The game is said to make the emulator cry, and one of the reasons is the shadow of a fighter drawn down in the desert. This shadow is five scanning lines because they are represented by changing the brightness of the screen display on, looking at the play of the game, the shadow of movement and shape will be slightly unstable. This shadow is not just an effect, but a guide for fighters to bomb ground facilities. Therefore, it is very important to grasp the shadow to play the game satisfactorily, but it is very difficult to reproduce this shadow with the emulator.
Also, the Desert Fighter: Sand Storm pause screen uses a technique that draws a gray line on the screen by enabling background layer 3 on the left side of the pop-up window and turning it off on the right side. You. Then, by switching the scanning line that displays this gray line alternately every other frame, the overlay swings.
Desert Fighter: The moment you paused in Operation Sand Storm can be seen in the following movie at around 6:05.

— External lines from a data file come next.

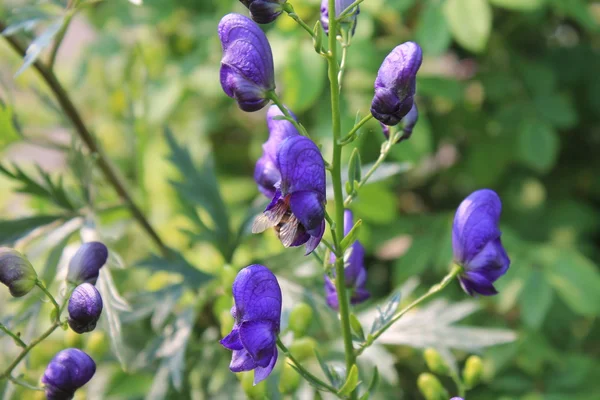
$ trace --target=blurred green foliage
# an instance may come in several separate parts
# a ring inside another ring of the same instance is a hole
[[[320,1],[289,1],[309,25],[318,18]],[[0,17],[12,26],[30,23],[21,39],[39,39],[48,30],[54,37],[65,3],[8,0],[0,4]],[[283,252],[270,233],[248,235],[247,223],[265,201],[252,180],[267,137],[264,112],[243,113],[222,93],[216,37],[224,14],[246,10],[233,0],[83,3],[55,71],[179,255],[167,261],[152,254],[151,242],[94,170],[47,87],[32,68],[13,79],[23,60],[0,43],[0,241],[23,246],[40,276],[55,282],[55,291],[57,265],[60,277],[82,228],[98,231],[118,254],[115,265],[126,266],[111,268],[116,297],[108,301],[114,312],[103,329],[77,343],[68,332],[51,336],[32,353],[26,377],[36,381],[68,344],[88,349],[98,361],[104,379],[90,383],[89,392],[98,393],[94,398],[240,396],[249,378],[234,383],[229,353],[217,339],[220,324],[231,322],[231,270],[253,262],[277,271],[294,296],[315,309],[310,335],[328,360],[341,359],[326,345],[339,336],[329,323],[334,317],[325,309],[319,266],[300,251]],[[281,16],[266,31],[278,92],[327,159],[325,64],[290,18]],[[437,282],[452,257],[455,207],[471,191],[492,188],[503,199],[503,241],[512,264],[498,282],[500,294],[478,299],[483,311],[467,322],[508,327],[518,339],[482,352],[482,383],[469,399],[596,399],[600,3],[366,0],[343,82],[346,131],[357,112],[368,112],[385,55],[407,40],[419,42],[425,56],[417,83],[421,115],[412,138],[394,148],[391,158],[412,168],[367,185],[352,205],[363,219],[360,239],[374,294],[366,308],[411,276],[425,285]],[[40,57],[47,54],[45,49]],[[164,133],[167,125],[172,133]],[[382,140],[378,124],[362,129],[355,144],[364,163],[377,158]],[[32,237],[40,226],[49,228]],[[458,285],[445,296],[464,299]],[[0,291],[0,318],[25,333],[35,331],[37,323],[47,323],[39,298],[8,301]],[[0,340],[8,343],[4,336]],[[420,398],[417,377],[427,370],[421,351],[386,351],[393,362],[388,371],[379,366],[380,398]],[[0,365],[15,352],[3,352]],[[467,356],[455,352],[461,366]],[[277,397],[278,371],[251,389],[257,398]],[[452,393],[451,381],[441,380]],[[5,398],[25,398],[14,388],[5,390]]]

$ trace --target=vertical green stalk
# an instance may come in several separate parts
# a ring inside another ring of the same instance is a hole
[[[329,57],[328,75],[329,90],[331,92],[331,122],[333,130],[333,159],[331,165],[331,180],[333,182],[333,194],[335,198],[335,230],[337,241],[336,251],[341,252],[340,242],[344,237],[344,193],[342,191],[342,146],[338,143],[341,136],[340,121],[340,88],[338,81],[339,66],[337,61],[336,32],[338,22],[335,19],[335,0],[329,0]],[[354,348],[352,347],[352,332],[350,330],[350,304],[346,293],[344,277],[344,257],[337,254],[335,262],[335,287],[340,306],[340,319],[342,323],[342,336],[344,338],[344,351],[346,354],[346,371],[349,373],[354,365]],[[353,392],[352,398],[356,397]]]

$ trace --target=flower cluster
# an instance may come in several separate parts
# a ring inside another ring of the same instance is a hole
[[[248,10],[250,16],[259,24],[268,24],[275,21],[283,12],[283,4],[287,0],[240,0]]]
[[[96,373],[96,363],[79,349],[65,349],[46,367],[42,383],[47,400],[70,400]]]
[[[353,0],[335,0],[335,16],[339,17],[352,3]],[[350,25],[350,32],[353,35],[356,30],[356,21],[359,13],[360,7],[356,6],[355,9],[342,20],[342,23]],[[329,34],[329,0],[321,1],[320,21],[325,33]]]
[[[0,247],[0,282],[13,297],[22,297],[33,289],[37,273],[25,256],[14,249]]]

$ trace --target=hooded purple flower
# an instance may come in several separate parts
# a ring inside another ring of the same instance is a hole
[[[223,47],[221,86],[244,111],[257,111],[269,103],[275,90],[273,54],[264,32],[248,17],[227,14],[219,23]]]
[[[344,210],[344,235],[347,235],[354,222],[352,221],[352,211]],[[335,263],[335,255],[331,255],[331,263]],[[350,302],[360,304],[367,300],[371,294],[365,288],[367,283],[367,270],[365,269],[365,248],[357,240],[346,250],[344,255],[344,278],[346,288],[352,289]],[[334,274],[335,277],[335,274]],[[337,310],[339,307],[335,283],[325,275],[325,295],[329,307]]]
[[[413,129],[415,128],[415,125],[417,125],[417,121],[419,121],[419,110],[417,109],[417,103],[413,103],[413,106],[408,112],[408,114],[406,114],[404,118],[402,118],[402,136],[398,138],[396,143],[399,143],[406,139],[410,139],[410,137],[412,136]],[[379,124],[381,125],[381,131],[383,132],[383,135],[386,139],[389,139],[390,127],[384,124],[383,122],[379,122]]]
[[[352,3],[354,3],[353,0],[335,0],[335,16],[340,16],[340,14],[342,14],[342,12],[344,12]],[[353,35],[356,30],[356,17],[358,14],[360,14],[360,7],[356,6],[356,10],[342,21],[342,23],[351,24],[351,33]],[[329,0],[321,1],[321,26],[323,26],[325,33],[329,34]]]
[[[96,284],[100,268],[108,260],[108,249],[100,242],[87,242],[81,245],[69,263],[67,281],[80,285],[84,282]]]
[[[248,10],[250,16],[259,24],[268,24],[283,12],[283,4],[287,0],[240,0]]]
[[[90,356],[79,349],[62,350],[50,361],[42,377],[46,399],[72,399],[75,391],[88,383],[94,373],[96,363]]]
[[[454,261],[463,268],[459,276],[469,295],[498,293],[494,281],[504,275],[510,259],[500,241],[500,198],[490,189],[477,190],[460,203],[452,226]]]
[[[288,110],[289,111],[289,110]],[[296,116],[290,111],[294,119]],[[300,136],[296,127],[289,121],[274,119],[283,116],[279,107],[273,105],[267,111],[267,127],[269,139],[263,144],[263,155],[256,162],[254,180],[258,189],[268,198],[275,196],[275,184],[281,179],[277,167],[277,149],[288,137]]]
[[[377,79],[371,113],[386,125],[397,125],[414,104],[416,76],[423,54],[415,42],[397,46],[383,60]]]
[[[11,296],[22,297],[35,287],[37,273],[25,256],[14,249],[0,247],[0,282]]]
[[[77,333],[91,332],[102,314],[102,296],[92,284],[75,288],[69,299],[69,326]]]
[[[256,217],[252,233],[275,231],[285,247],[306,243],[310,254],[325,231],[325,163],[316,144],[305,136],[285,139],[277,150],[281,180],[273,200]]]
[[[235,324],[221,344],[233,350],[232,372],[254,370],[254,384],[269,376],[277,362],[277,335],[281,323],[281,288],[263,265],[242,269],[233,282]]]

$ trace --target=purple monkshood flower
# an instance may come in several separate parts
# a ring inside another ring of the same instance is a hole
[[[352,3],[354,3],[353,0],[335,0],[336,17],[342,14]],[[360,14],[360,7],[356,6],[355,11],[342,20],[343,23],[351,24],[351,33],[353,35],[356,30],[356,17],[358,14]],[[321,1],[321,26],[323,26],[325,33],[329,34],[329,0]]]
[[[510,265],[500,241],[501,211],[500,198],[490,189],[471,193],[456,210],[452,250],[454,262],[463,268],[459,275],[460,284],[469,295],[498,293],[493,283]]]
[[[263,265],[242,269],[233,282],[235,324],[221,344],[233,350],[232,372],[254,370],[254,384],[269,376],[277,362],[277,335],[281,324],[281,288]]]
[[[352,211],[344,210],[344,235],[347,235],[354,222],[352,220]],[[331,255],[330,262],[335,263],[335,255]],[[352,289],[350,302],[352,304],[360,304],[367,300],[371,294],[365,288],[367,283],[367,270],[365,269],[365,248],[357,240],[346,250],[344,255],[344,278],[346,288]],[[335,277],[335,274],[334,274]],[[325,295],[329,307],[337,310],[339,307],[335,283],[325,275]]]
[[[306,243],[310,254],[325,232],[325,163],[316,144],[305,136],[285,139],[277,150],[281,180],[273,200],[256,217],[252,233],[275,228],[285,247]]]
[[[100,242],[87,242],[81,245],[69,263],[67,281],[80,285],[84,282],[96,284],[100,268],[106,264],[108,249]]]
[[[417,121],[419,121],[419,110],[417,108],[417,103],[413,103],[413,106],[408,112],[408,114],[406,114],[404,118],[402,118],[402,136],[398,138],[396,143],[400,143],[403,140],[410,139],[410,137],[412,136],[413,129],[415,128],[415,125],[417,125]],[[381,131],[383,132],[383,135],[386,139],[389,139],[390,127],[384,124],[383,122],[379,122],[379,124],[381,125]]]
[[[69,299],[69,326],[77,333],[91,332],[102,314],[102,296],[92,284],[75,288]]]
[[[223,47],[221,86],[244,111],[257,111],[269,103],[275,90],[273,54],[264,32],[250,18],[227,14],[219,22]]]
[[[290,114],[294,119],[296,118],[291,111]],[[277,149],[285,139],[292,136],[300,136],[300,133],[291,122],[274,119],[280,116],[283,116],[283,113],[279,110],[279,107],[275,105],[269,107],[267,111],[269,139],[263,144],[263,155],[258,159],[254,168],[254,180],[258,184],[258,189],[270,199],[275,196],[275,184],[281,179],[281,174],[277,167]]]
[[[13,297],[22,297],[35,287],[38,276],[25,256],[14,249],[0,247],[0,282]]]
[[[450,400],[464,400],[462,397],[453,397]]]
[[[42,377],[46,399],[72,399],[75,391],[88,383],[94,373],[96,363],[90,356],[79,349],[62,350],[50,361]]]
[[[287,0],[240,0],[248,10],[250,16],[259,24],[268,24],[283,12],[283,4]]]
[[[423,53],[415,42],[397,46],[383,60],[377,79],[371,113],[386,125],[397,125],[412,109],[416,76]]]

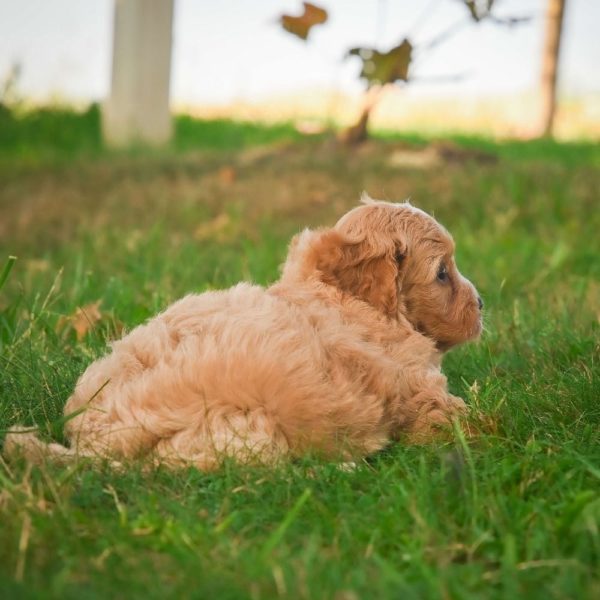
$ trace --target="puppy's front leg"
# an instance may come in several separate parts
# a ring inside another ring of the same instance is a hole
[[[408,440],[423,443],[433,437],[448,434],[452,420],[467,413],[467,406],[458,396],[445,390],[430,389],[419,392],[405,404],[405,426]]]

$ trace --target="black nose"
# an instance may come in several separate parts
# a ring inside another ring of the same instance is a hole
[[[479,310],[481,310],[483,308],[483,300],[481,299],[481,296],[477,296],[477,304],[479,305]]]

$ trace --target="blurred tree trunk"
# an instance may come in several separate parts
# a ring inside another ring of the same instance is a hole
[[[369,124],[369,117],[371,116],[372,109],[372,105],[364,106],[358,121],[354,125],[351,125],[340,132],[338,140],[342,142],[342,144],[354,146],[355,144],[364,142],[369,137],[367,126]]]
[[[371,111],[383,96],[385,87],[383,85],[376,85],[366,91],[358,121],[340,132],[338,135],[340,142],[353,146],[364,142],[369,137],[369,117],[371,116]]]
[[[546,37],[542,54],[540,82],[541,135],[551,137],[556,113],[556,80],[560,55],[563,16],[567,0],[547,0]]]

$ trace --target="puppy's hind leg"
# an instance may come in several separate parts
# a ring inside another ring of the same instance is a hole
[[[4,439],[2,454],[8,459],[25,458],[27,461],[40,464],[47,459],[58,459],[69,462],[77,454],[66,446],[43,442],[31,427],[13,427]]]
[[[199,428],[188,428],[163,438],[153,450],[154,464],[194,466],[214,471],[224,460],[241,464],[273,464],[289,451],[285,437],[262,413],[234,413],[207,419]]]
[[[67,448],[54,442],[43,442],[35,435],[33,428],[22,426],[13,427],[6,434],[2,454],[9,460],[24,458],[36,465],[46,461],[66,465],[76,462],[79,458],[103,458],[90,450]],[[111,465],[119,467],[120,463],[111,461]]]

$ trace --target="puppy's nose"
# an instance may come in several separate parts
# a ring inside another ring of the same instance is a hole
[[[477,296],[477,304],[479,306],[479,310],[481,310],[483,308],[483,300],[481,299],[481,296]]]

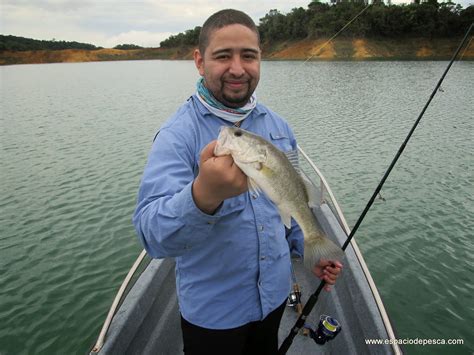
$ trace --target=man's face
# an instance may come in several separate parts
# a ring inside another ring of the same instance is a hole
[[[238,24],[215,30],[204,56],[195,51],[194,62],[217,100],[228,107],[242,107],[260,79],[257,34]]]

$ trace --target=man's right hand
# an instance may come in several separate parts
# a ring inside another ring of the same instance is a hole
[[[235,164],[230,155],[217,157],[212,141],[201,151],[199,174],[193,183],[196,206],[207,214],[213,214],[225,199],[244,193],[248,189],[247,176]]]

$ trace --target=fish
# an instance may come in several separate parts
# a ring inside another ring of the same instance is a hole
[[[283,151],[252,132],[223,126],[214,155],[231,155],[247,175],[249,191],[263,191],[277,207],[287,228],[291,228],[291,218],[295,219],[303,231],[303,259],[308,269],[312,270],[320,259],[342,258],[342,249],[325,235],[311,211],[311,207],[318,205],[315,187],[294,168]]]

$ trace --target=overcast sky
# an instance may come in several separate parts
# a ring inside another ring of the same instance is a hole
[[[201,26],[209,15],[236,8],[258,24],[270,9],[307,8],[310,0],[0,0],[0,33],[91,43],[158,47],[171,34]],[[401,3],[394,0],[393,3]],[[458,0],[467,7],[473,0]]]

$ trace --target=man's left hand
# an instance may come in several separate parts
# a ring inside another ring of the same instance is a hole
[[[324,289],[331,291],[331,285],[336,283],[336,279],[342,270],[342,264],[339,261],[321,259],[318,264],[313,267],[313,274],[321,280],[326,281]]]

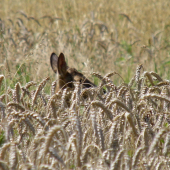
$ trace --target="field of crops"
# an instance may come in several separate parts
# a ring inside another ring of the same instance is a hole
[[[170,169],[169,1],[0,6],[0,169]],[[97,87],[55,93],[52,52]]]

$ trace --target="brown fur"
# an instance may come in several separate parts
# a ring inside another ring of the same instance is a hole
[[[52,53],[50,57],[51,67],[57,75],[57,87],[56,92],[66,87],[73,88],[73,82],[80,82],[83,88],[89,88],[95,86],[90,80],[88,80],[82,73],[78,72],[75,68],[67,66],[65,56],[60,53],[59,57]]]

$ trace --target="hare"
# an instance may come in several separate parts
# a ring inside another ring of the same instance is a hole
[[[66,87],[73,88],[73,82],[80,82],[83,88],[95,86],[82,73],[78,72],[75,68],[70,68],[67,66],[63,53],[60,53],[59,57],[55,53],[52,53],[50,57],[50,63],[54,73],[57,75],[58,83],[56,92]]]

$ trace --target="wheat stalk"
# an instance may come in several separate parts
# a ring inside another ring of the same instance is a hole
[[[10,145],[10,153],[9,153],[9,167],[10,169],[16,169],[18,164],[17,152],[15,143],[11,143]]]
[[[133,156],[133,158],[132,158],[132,167],[133,167],[133,169],[135,169],[135,167],[136,167],[136,164],[137,164],[137,162],[139,161],[139,156],[140,156],[140,154],[141,154],[141,152],[144,150],[144,147],[139,147],[137,150],[136,150],[136,152],[135,152],[135,154],[134,154],[134,156]]]
[[[14,106],[16,109],[19,109],[19,110],[21,110],[22,112],[24,112],[25,111],[25,107],[24,106],[22,106],[21,104],[19,104],[19,103],[15,103],[15,102],[9,102],[8,104],[7,104],[7,108],[8,107],[11,107],[11,106]]]
[[[121,163],[121,157],[123,156],[124,154],[124,149],[121,149],[116,157],[115,157],[115,160],[111,163],[111,166],[110,166],[110,170],[116,170],[116,169],[119,169],[120,167],[120,163]]]

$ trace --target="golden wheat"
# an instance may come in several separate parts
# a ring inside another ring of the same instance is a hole
[[[0,168],[169,169],[169,2],[40,2],[43,13],[34,2],[0,11]],[[52,50],[101,72],[98,87],[55,94],[43,79]]]
[[[54,93],[52,83],[51,95],[49,78],[2,83],[1,169],[169,169],[169,84],[151,72],[138,71],[130,86],[96,75],[100,87]],[[106,85],[113,88],[102,93]]]

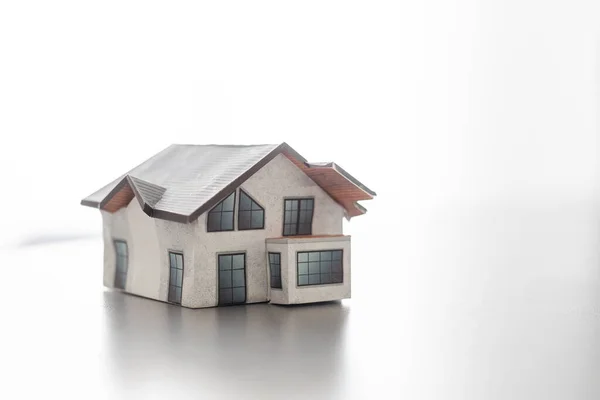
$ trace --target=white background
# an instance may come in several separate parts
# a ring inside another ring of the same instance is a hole
[[[0,3],[0,246],[24,287],[3,289],[7,323],[43,329],[38,307],[78,282],[114,301],[81,198],[171,143],[286,141],[378,193],[346,225],[366,364],[336,388],[597,398],[599,17],[592,0]],[[91,275],[66,285],[73,246]],[[54,356],[5,334],[0,365]],[[48,366],[106,387],[90,348],[88,369]],[[7,390],[48,370],[13,368]]]

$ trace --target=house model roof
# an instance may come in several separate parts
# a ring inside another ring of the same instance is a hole
[[[308,163],[288,144],[251,146],[174,144],[81,201],[115,212],[135,197],[151,217],[191,222],[210,210],[278,154],[305,172],[346,210],[376,194],[335,163]]]

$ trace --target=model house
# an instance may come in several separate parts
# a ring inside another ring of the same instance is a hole
[[[344,218],[369,190],[280,145],[172,145],[81,201],[100,209],[104,285],[201,308],[350,297]]]

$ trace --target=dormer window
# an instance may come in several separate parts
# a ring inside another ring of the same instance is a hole
[[[314,199],[285,199],[283,236],[312,235]]]
[[[235,191],[209,211],[207,230],[209,232],[232,231],[234,208]]]

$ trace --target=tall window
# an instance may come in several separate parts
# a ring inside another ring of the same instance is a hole
[[[298,286],[344,281],[342,250],[303,251],[298,257]]]
[[[235,207],[235,191],[225,200],[217,204],[208,213],[208,231],[232,231],[233,230],[233,209]]]
[[[181,304],[181,288],[183,287],[183,254],[169,252],[169,297],[171,303]]]
[[[127,283],[127,243],[123,240],[115,240],[115,251],[117,253],[117,270],[115,272],[115,287],[125,289]]]
[[[283,236],[311,235],[314,200],[286,199],[284,204]]]
[[[219,254],[219,305],[246,302],[246,255]]]
[[[281,253],[269,253],[271,289],[281,289]]]
[[[265,210],[240,189],[240,204],[238,208],[238,229],[264,229]]]

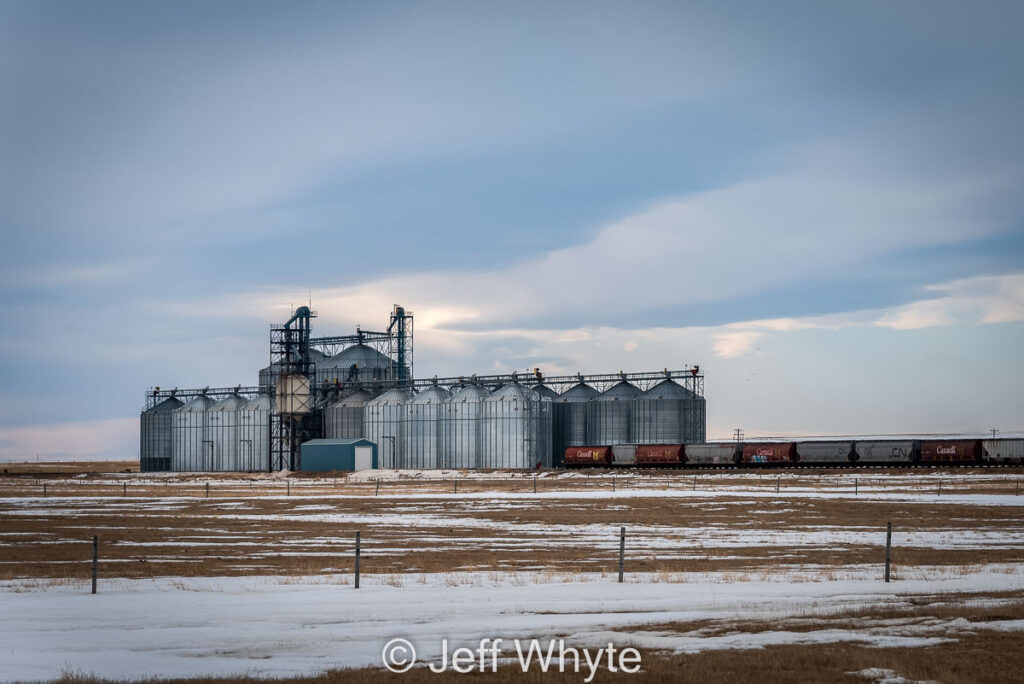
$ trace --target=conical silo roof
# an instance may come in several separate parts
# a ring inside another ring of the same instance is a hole
[[[585,382],[573,385],[558,395],[556,401],[590,401],[601,396],[601,393]]]
[[[156,406],[146,409],[143,413],[170,413],[171,411],[177,411],[183,406],[180,399],[174,397],[167,397]]]
[[[640,389],[631,383],[623,380],[612,385],[597,398],[598,401],[619,401],[621,399],[633,399],[641,394]]]
[[[365,406],[367,404],[367,402],[369,402],[371,399],[373,399],[373,395],[372,394],[370,394],[369,392],[366,392],[365,390],[359,390],[357,392],[353,392],[352,394],[349,394],[348,396],[342,397],[338,401],[336,401],[333,404],[331,404],[331,406],[332,407],[334,407],[334,406],[340,406],[340,407]]]
[[[374,397],[370,401],[366,402],[367,406],[402,406],[408,403],[409,393],[401,388],[395,387],[389,389],[379,397]]]
[[[197,397],[192,397],[188,403],[177,409],[177,411],[180,413],[200,413],[202,411],[210,410],[210,407],[213,406],[213,404],[213,399],[204,394],[200,394]]]
[[[454,392],[448,401],[453,404],[465,404],[473,401],[483,401],[486,396],[487,390],[480,385],[466,385]]]
[[[641,399],[693,399],[696,395],[675,380],[665,379],[647,390]]]
[[[250,399],[242,407],[243,411],[269,411],[270,410],[270,395],[261,394],[258,397]]]
[[[537,393],[518,382],[510,382],[494,390],[484,401],[536,401]]]
[[[390,368],[391,359],[365,344],[355,344],[318,361],[317,368]]]
[[[534,388],[533,388],[533,391],[536,392],[538,396],[544,397],[544,398],[547,398],[547,399],[557,399],[558,398],[558,392],[556,392],[555,390],[551,389],[547,385],[535,385]]]
[[[441,387],[428,387],[409,402],[410,404],[443,404],[448,399],[448,392]]]
[[[238,396],[237,394],[231,394],[224,397],[216,404],[210,407],[211,411],[237,411],[238,409],[245,406],[245,399]]]

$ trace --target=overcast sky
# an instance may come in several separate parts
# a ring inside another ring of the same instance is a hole
[[[1020,2],[0,2],[0,459],[268,326],[707,372],[708,431],[1024,429]]]

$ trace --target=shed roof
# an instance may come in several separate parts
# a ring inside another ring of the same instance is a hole
[[[368,439],[363,439],[362,437],[360,437],[359,439],[311,439],[308,442],[303,442],[302,446],[306,446],[307,444],[310,444],[310,445],[313,445],[313,446],[320,446],[320,445],[328,445],[328,444],[330,444],[330,445],[373,444],[373,442],[371,442]]]

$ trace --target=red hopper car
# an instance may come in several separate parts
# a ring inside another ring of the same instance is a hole
[[[637,465],[682,465],[686,453],[682,444],[646,444],[636,448]]]
[[[796,463],[796,442],[762,442],[743,445],[744,463]]]
[[[565,450],[565,465],[570,468],[598,468],[611,464],[612,448],[610,446],[569,447]]]
[[[921,442],[922,463],[980,463],[980,439],[943,439]]]

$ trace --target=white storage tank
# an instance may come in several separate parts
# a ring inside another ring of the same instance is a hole
[[[361,439],[369,392],[359,390],[327,406],[324,411],[324,436],[327,439]]]
[[[481,468],[551,466],[551,400],[518,382],[480,404]]]
[[[238,410],[238,470],[270,469],[270,402],[261,394]]]
[[[444,468],[441,417],[449,394],[440,387],[428,387],[405,407],[402,441],[406,468]]]
[[[139,470],[144,473],[171,469],[171,417],[182,403],[168,397],[139,416]]]
[[[245,399],[232,394],[210,407],[207,415],[207,440],[212,443],[213,458],[207,470],[240,470],[238,458],[238,409]]]
[[[205,395],[193,397],[171,413],[171,470],[209,470],[213,463],[213,442],[207,430],[207,414],[214,401]]]
[[[687,444],[698,439],[692,425],[697,395],[666,378],[636,397],[630,436],[637,444]]]
[[[629,444],[634,400],[640,390],[625,380],[605,390],[588,405],[590,408],[588,439],[594,446]]]
[[[409,392],[390,389],[379,397],[366,402],[363,414],[366,439],[377,445],[378,462],[381,468],[405,468],[402,436],[405,428],[405,405]]]
[[[456,390],[444,407],[441,430],[444,459],[452,468],[477,468],[480,454],[480,403],[487,390],[466,385]]]
[[[578,383],[562,392],[551,403],[553,461],[556,468],[565,465],[565,450],[590,446],[587,422],[590,402],[601,393],[586,383]]]

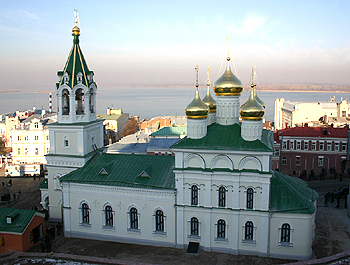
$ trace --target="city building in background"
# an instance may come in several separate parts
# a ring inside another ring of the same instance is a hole
[[[291,102],[284,98],[275,101],[275,129],[303,126],[333,125],[339,127],[350,124],[350,110],[347,100],[337,102]]]
[[[348,128],[307,125],[278,130],[274,134],[273,169],[303,178],[310,174],[319,178],[331,168],[339,174],[346,170],[348,132]]]

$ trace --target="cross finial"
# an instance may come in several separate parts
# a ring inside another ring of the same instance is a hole
[[[210,77],[209,77],[209,65],[208,65],[208,71],[207,71],[207,86],[210,86]]]
[[[230,58],[230,44],[231,44],[231,39],[230,39],[230,34],[227,37],[227,57]]]
[[[74,9],[74,26],[79,27],[79,15],[78,15],[78,10],[75,8]]]
[[[198,88],[199,87],[199,84],[198,84],[198,64],[196,65],[196,68],[195,68],[195,70],[196,70],[196,87]]]

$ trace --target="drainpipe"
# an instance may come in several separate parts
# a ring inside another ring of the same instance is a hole
[[[177,246],[177,190],[174,190],[175,194],[175,247]]]

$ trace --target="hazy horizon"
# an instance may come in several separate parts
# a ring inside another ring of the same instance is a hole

The technique of obtaining a special effect by scrolling or expanding and contracting the screen according to the timing of the scanning line is called raster scrolling , because it creates a 3D simulation in a game before polygons are adopted. Was used for Raster scrolling games are rendered in hardware, so it is very difficult to reproduce them with an emulator that performs complete software rendering. The timing of processing differs depending on the software, and it is not known what kind of processing is being performed by the PPU, so it seems that some conventional emulators could not reproduce this raster scroll sufficiently depending on the software.
Therefore, BYUU seems to be trying to analyze the PPU used for SNES by connecting it to a logic analyzer . However, the logic analyzer is difficult to control and is not practical.
by Billie Grace Ward
BYUU says that PPU analysis has taken a step further by scanning the SNES PPU dies in recent years. However, according to BYUU's rough estimate, it takes 600 hours to map two PPUs from a scanned image and reproduce them with software. 'This is well above the level of donation alone, and we've reached the territory where we expect people with very high levels of skill to volunteer to work on our projects,' says BYUU. He says.
BYUU said, `` I've done everything I can with my SNES emulator project, but I need help to get this last challenge done, '' says bsnes' contribution to the GitHub project and PPU. We are looking for cooperation, such as research discussions on the internal mechanism of.